La police tchadienne a dispersé à coups de gaz lacrymogène quelques manifestations sporadiques de dizaines de personnes, samedi 8 mai à N'Djamena au Tchad, à l'appel de l'opposition et de la société civile contre la junte qui a pris le pouvoir après la mort du président Idriss Déby Itno le mois dernier.
Les autorités militaires avaient interdit la veille les rassemblements prévus par Wakit Tamma, une coalition de partis d'opposition et de représentants de la société civile, qui avait appelé à manifester contre le Conseil militaire de transition (CMT), dirigé par le fils d'Idriss Déby, Mahamat Idriss Déby, qui concentre presque tous les pouvoirs.

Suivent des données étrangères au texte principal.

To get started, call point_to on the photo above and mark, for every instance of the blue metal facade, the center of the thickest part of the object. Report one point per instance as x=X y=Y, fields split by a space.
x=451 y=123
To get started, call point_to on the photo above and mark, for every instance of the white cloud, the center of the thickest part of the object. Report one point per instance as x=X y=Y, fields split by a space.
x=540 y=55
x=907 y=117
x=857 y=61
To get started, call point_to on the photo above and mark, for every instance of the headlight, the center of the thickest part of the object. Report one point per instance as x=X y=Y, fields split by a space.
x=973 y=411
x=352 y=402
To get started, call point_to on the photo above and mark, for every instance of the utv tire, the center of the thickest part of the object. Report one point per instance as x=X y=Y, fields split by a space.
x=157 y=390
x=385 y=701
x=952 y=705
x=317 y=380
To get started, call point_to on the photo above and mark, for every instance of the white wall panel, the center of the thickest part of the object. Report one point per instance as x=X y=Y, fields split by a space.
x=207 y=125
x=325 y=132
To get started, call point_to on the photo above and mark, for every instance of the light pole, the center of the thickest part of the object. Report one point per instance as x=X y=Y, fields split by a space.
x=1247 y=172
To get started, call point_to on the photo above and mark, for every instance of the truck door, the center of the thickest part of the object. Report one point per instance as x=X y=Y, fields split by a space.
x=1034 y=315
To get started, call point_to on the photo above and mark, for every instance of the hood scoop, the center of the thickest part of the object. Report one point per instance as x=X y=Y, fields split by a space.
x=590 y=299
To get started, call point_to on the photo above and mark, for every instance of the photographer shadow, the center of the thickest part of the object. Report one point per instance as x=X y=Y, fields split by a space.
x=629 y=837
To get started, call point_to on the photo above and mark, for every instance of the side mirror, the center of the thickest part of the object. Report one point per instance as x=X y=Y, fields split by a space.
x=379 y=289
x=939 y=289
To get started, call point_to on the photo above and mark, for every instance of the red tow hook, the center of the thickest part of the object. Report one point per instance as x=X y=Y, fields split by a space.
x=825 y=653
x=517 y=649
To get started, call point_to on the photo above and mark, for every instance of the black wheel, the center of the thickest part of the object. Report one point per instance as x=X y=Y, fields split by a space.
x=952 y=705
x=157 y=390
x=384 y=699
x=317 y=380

Malgré l'interdiction, des manifestants sont descendus dans les rues de N'Djamena samedi matin, certains brandissant des banderoles ou des pancartes dénonçant l'instauration d'une "monarchie" au Tchad. Dans le 6e arrondissement de N'Djamena, dans le sud de la capitale, la police a fait usage de gaz lacrymogène pour disperser une tentative de rassemblement sur la place First Africa. Les forces de l'ordre sont massivement déployées dans les rues de la capitale.
"La police nous a empêchés de manifester", a dit Real Mianrounga, un représentant de la société civile, affirmant avoir été blessé dans une charge de la police contre une tentative de rassemblement dans le centre de la capitale. "Ceux qui ont résisté ont été violemment réprimandés par la police. Il y a eu des blessés", a-t-il ajouté.

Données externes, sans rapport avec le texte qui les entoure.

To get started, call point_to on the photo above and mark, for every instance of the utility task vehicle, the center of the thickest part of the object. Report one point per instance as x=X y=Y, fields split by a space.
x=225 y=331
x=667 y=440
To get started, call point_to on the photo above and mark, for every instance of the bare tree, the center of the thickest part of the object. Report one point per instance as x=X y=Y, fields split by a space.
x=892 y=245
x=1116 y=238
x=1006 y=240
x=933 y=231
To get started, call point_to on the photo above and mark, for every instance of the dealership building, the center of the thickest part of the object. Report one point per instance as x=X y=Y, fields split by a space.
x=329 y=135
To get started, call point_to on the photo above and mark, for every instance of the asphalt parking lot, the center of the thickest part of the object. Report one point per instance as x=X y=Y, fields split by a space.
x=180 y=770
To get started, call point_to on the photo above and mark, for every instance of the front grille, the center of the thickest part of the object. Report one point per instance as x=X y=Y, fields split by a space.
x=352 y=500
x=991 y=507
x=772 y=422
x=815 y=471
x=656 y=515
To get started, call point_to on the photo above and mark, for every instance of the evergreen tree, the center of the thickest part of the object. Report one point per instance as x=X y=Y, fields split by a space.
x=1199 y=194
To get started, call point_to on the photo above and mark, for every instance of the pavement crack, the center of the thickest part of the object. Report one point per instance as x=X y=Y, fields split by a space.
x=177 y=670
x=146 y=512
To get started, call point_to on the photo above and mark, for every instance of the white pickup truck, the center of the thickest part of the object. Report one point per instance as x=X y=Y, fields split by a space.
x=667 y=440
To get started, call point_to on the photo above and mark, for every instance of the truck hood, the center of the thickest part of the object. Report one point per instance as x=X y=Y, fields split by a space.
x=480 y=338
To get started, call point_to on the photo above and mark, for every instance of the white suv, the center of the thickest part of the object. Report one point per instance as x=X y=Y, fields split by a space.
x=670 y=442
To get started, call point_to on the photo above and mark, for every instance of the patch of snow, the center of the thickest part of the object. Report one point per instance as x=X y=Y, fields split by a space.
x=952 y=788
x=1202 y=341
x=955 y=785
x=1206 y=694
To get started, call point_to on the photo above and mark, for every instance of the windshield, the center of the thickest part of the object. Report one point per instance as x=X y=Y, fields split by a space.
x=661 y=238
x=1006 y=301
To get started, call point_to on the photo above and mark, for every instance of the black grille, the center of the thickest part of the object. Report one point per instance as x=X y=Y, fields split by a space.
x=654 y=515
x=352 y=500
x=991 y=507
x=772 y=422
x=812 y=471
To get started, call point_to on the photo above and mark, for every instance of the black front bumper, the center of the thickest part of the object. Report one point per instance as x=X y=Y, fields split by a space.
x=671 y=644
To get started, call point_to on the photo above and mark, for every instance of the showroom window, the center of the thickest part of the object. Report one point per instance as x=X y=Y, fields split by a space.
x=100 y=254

Un petit groupe de manifestants a brûlé des drapeaux français, dans le 5e arrondissement, dans le nord de la capitale.
La France dans le viseur de l'opposition
La France est accusée par une partie de l'opposition de soutenir le nouveau pouvoir dans son ancienne colonie depuis que le président Emmanuel Macron s’est rendu le 23 avril à N'Djamena pour rencontrer les nouvelles autorités à l'occasion des funérailles d'Idriss Déby, décédé quatre jours plus tôt dans des combats contre des rebelles.

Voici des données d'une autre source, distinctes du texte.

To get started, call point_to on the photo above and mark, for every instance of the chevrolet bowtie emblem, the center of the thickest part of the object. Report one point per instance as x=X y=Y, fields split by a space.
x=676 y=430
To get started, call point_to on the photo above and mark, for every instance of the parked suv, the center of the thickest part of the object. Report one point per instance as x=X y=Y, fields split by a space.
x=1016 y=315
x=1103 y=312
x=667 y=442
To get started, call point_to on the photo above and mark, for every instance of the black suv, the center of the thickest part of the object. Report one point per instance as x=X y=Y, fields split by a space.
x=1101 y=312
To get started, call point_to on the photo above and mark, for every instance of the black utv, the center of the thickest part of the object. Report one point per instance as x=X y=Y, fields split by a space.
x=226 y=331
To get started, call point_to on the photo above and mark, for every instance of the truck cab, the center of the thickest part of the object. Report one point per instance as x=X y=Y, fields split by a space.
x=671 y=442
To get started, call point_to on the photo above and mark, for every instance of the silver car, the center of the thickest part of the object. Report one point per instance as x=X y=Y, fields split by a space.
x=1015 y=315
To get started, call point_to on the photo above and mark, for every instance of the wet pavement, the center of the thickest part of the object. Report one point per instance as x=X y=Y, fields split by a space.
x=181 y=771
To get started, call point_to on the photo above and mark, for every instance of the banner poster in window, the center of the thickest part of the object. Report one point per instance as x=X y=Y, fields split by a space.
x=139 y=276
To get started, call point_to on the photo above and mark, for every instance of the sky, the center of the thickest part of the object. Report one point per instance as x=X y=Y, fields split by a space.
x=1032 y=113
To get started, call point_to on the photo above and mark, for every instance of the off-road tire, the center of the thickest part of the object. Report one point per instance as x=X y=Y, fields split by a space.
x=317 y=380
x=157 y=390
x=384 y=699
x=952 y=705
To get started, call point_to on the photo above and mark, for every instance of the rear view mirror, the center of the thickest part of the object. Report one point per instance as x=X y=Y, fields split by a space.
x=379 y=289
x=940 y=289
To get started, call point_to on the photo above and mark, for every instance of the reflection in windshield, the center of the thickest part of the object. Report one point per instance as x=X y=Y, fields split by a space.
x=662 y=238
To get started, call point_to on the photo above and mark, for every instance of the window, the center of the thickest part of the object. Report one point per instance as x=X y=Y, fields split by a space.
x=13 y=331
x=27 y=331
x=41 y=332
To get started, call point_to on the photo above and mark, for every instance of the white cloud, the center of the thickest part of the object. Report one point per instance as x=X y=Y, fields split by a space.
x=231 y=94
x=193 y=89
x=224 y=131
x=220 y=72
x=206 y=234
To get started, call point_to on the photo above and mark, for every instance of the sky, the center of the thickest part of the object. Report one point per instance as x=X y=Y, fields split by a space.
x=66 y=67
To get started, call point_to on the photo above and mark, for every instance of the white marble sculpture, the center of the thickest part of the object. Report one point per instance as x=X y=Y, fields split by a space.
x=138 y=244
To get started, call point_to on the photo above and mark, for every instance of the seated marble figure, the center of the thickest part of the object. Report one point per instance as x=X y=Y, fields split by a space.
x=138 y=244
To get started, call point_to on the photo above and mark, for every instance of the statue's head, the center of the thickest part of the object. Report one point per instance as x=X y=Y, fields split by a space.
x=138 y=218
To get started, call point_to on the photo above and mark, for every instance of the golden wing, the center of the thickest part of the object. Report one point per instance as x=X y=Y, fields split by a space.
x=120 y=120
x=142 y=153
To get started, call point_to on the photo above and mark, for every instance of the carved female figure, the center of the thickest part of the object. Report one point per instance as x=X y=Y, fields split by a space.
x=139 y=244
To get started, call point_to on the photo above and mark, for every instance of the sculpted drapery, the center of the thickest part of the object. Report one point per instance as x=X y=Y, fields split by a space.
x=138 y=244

Seul chef d'État occidental à avoir fait le déplacement, Emmanuel Macron était assis aux côtés de Mahamat Idriss Itno. Il avait alors assuré que "la France ne laissera(it) jamais personne remettre en cause, ne laissera(it) jamais personne menacer ni aujourd'hui ni demain la stabilité et l'intégrité du Tchad".
Quatre jours plus tard, Emmanuel Macron s'est toutefois dit "pour une transition pacifique démocratique inclusive (et) pas pour un plan de succession", tout en condamnant "avec la plus grande fermeté" la répression de manifestations.
Quatre jour plus tard, le 27 avril, six personnes ont été tuées à N'Djamena et dans le sud du Tchad, selon les autorités, neuf selon une ONG locale, au cours de manifestations, interdites par les autorités, à l'appel de l'opposition et de la société civile. Plus de 600 personnes ont été arrêtées.
Depuis la mort du président Déby, Mahamat Idriss Déby a dissous l'Assemblée nationale et s'est arrogé le titre de président de la République. Le nouvel homme fort du pays est entouré de 14 généraux, tous fidèles à son père.
La junte a constitué dimanche 2 mai par décret un gouvernement de transition composé de 40 ministres et secrétaires d'État. Les postes régaliens sont presque tous aux mains de membres du Mouvement patriotique du salut (MPS), le parti d'Idriss Déby.
Deux membres du parti de l'opposant historique au maréchal Déby, Saleh Kebzabo, ont fait leur entrée dans le gouvernement de transition. Le parti de M. Kebzabo s'est depuis retiré de la coalition d'opposition Wakit Tamma.
Même si l'armée s'est engagée à organiser des élections dans un délai de 18 mois, les opposants dénoncent la prise en charge de la transition par les militaires, qu'ils assimilent à un coup d'Etat perpétuant les 30 années au pouvoir d'Idriss Déby.